- Film poster, published in Le Film français on 11 April 1975, two months after the heart attack of Louis de Funès.
- Le Crocodile
- Directed by: Gérard Oury
- Written by: Gérard Oury Danièle Thompson Josy Eisenberg Jim Moloney
- Produced by: Bertrand Javal
- Starring: Louis de Funès Peter Sellers (in the 2nd attempt) Régine Crespin Aldo Maccione Charles Gérard
- Production company: Films Pomereu
- Country: France
- Languages: French English (in the 2nd attempt)

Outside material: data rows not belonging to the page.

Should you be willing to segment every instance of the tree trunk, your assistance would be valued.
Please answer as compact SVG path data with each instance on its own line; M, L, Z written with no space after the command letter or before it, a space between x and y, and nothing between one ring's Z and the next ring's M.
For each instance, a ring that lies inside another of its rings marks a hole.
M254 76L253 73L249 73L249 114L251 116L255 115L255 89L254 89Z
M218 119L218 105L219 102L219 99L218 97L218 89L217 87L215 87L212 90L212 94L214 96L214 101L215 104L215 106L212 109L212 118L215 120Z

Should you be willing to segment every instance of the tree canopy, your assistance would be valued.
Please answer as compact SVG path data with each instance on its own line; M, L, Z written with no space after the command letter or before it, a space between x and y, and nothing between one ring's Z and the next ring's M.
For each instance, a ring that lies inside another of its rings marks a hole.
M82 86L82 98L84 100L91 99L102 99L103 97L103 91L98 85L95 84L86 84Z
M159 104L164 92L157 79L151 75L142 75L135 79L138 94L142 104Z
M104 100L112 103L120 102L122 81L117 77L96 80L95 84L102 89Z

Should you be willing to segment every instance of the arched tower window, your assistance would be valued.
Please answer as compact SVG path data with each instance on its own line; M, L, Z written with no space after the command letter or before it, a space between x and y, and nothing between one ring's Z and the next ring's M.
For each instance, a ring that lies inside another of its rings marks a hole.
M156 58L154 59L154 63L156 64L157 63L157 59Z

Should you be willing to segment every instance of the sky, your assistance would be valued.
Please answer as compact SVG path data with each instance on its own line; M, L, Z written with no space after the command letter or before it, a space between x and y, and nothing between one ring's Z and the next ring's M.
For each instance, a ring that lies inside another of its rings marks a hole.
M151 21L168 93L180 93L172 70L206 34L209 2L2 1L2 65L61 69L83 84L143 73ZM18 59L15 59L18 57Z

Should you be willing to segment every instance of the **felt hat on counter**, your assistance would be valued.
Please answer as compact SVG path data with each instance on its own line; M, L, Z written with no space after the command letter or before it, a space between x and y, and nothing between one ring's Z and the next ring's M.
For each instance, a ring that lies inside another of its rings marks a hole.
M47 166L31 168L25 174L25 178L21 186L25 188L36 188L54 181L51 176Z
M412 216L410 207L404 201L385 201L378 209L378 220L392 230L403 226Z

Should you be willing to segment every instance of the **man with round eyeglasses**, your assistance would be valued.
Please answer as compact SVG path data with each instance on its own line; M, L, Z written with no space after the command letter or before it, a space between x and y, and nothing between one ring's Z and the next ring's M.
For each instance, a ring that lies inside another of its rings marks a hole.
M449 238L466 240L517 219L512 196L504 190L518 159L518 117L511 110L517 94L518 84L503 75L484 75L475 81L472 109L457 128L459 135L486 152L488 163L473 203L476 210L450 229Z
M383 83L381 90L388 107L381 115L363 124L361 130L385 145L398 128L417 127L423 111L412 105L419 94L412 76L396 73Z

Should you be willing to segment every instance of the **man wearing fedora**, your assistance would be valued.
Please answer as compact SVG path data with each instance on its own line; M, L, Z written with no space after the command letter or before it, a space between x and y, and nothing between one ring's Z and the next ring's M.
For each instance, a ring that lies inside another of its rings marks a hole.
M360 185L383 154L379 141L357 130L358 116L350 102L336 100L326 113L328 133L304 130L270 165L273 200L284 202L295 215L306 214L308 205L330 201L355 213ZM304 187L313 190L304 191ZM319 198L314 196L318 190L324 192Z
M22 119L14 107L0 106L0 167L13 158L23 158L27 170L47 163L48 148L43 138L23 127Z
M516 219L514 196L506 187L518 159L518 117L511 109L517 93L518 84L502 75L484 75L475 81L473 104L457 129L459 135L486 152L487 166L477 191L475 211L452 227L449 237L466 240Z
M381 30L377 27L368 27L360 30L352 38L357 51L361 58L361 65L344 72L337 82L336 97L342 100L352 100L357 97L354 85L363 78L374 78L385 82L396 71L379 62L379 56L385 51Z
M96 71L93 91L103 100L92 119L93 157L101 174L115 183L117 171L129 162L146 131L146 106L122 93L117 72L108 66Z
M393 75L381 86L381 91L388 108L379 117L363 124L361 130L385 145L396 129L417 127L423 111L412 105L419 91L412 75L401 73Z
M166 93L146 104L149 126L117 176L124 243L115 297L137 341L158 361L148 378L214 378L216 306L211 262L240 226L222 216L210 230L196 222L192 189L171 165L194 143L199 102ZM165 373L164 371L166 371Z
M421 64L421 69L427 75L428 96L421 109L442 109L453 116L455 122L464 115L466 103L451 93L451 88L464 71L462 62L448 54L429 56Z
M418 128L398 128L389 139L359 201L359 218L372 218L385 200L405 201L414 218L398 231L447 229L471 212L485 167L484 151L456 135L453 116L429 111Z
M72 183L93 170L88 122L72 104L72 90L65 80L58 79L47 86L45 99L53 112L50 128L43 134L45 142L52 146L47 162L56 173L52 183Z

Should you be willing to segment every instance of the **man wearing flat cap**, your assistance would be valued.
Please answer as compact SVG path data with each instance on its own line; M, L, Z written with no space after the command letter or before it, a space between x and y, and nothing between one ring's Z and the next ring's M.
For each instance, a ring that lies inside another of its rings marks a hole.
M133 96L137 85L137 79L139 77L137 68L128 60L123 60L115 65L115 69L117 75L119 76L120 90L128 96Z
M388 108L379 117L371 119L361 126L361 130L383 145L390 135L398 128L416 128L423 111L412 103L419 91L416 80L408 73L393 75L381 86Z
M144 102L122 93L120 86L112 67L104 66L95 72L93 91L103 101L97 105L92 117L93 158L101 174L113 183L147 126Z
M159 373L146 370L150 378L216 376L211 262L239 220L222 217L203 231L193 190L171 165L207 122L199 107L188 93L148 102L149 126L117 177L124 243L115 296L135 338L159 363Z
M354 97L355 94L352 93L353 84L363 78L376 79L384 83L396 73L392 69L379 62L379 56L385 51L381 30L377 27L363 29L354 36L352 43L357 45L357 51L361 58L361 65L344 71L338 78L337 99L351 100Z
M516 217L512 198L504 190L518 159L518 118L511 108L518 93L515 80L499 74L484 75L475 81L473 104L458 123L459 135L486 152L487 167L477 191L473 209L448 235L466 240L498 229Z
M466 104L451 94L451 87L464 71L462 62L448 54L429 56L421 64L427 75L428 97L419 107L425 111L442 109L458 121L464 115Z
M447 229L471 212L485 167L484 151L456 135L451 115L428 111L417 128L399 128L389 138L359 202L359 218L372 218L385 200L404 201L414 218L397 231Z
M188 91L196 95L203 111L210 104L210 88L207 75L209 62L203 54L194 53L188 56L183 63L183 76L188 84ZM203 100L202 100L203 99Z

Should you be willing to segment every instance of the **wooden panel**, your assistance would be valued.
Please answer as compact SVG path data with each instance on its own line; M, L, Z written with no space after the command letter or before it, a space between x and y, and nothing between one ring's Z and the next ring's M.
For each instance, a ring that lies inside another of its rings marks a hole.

= Le Crocodile (cancelled film) =

Le Crocodile (/fr/) (literally « The Crocodile », in English) was a cancelled film project of the French director Gérard Oury, which would have starred Louis de Funès (in the first attempt of the project) or Peter Sellers (in the second attempt) in the main role.

== Plot ==
Crochet (literally « Hook », in English) is the dictator of a South American (or a South European) country, where the economic meltdown, the deprivation of liberty and the rebellions are part of the daily lot. Suddenly, everybody betrays him: the Americans drop him, the money he hid in Switzerland disappears, and his wife has an affair with the chief of the country's police and wants to make his lover the new leader of the country. To regain his popularity, Crochet organizes false bombings against himself. But he doesn't know that his wife and her lover had prepared real attacks.

== Planned cast ==

- Louis de Funès as Crochet, the dictator (1st attempt)
- Peter Sellers as Crochet, the dictator (2nd attempt)
- Régine Crespin as Crochet's wife, who has an affair with the chief of the country's police
- Aldo Maccione as the chief of the country's police, and the lover of Crochet's wife
- Charles Gérard in an undefined role

== Production ==

Gérard Oury thought of a movie about the dictatorship after the success of his previous movie, The Mad Adventures of Rabbi Jacob, with Louis de Funès.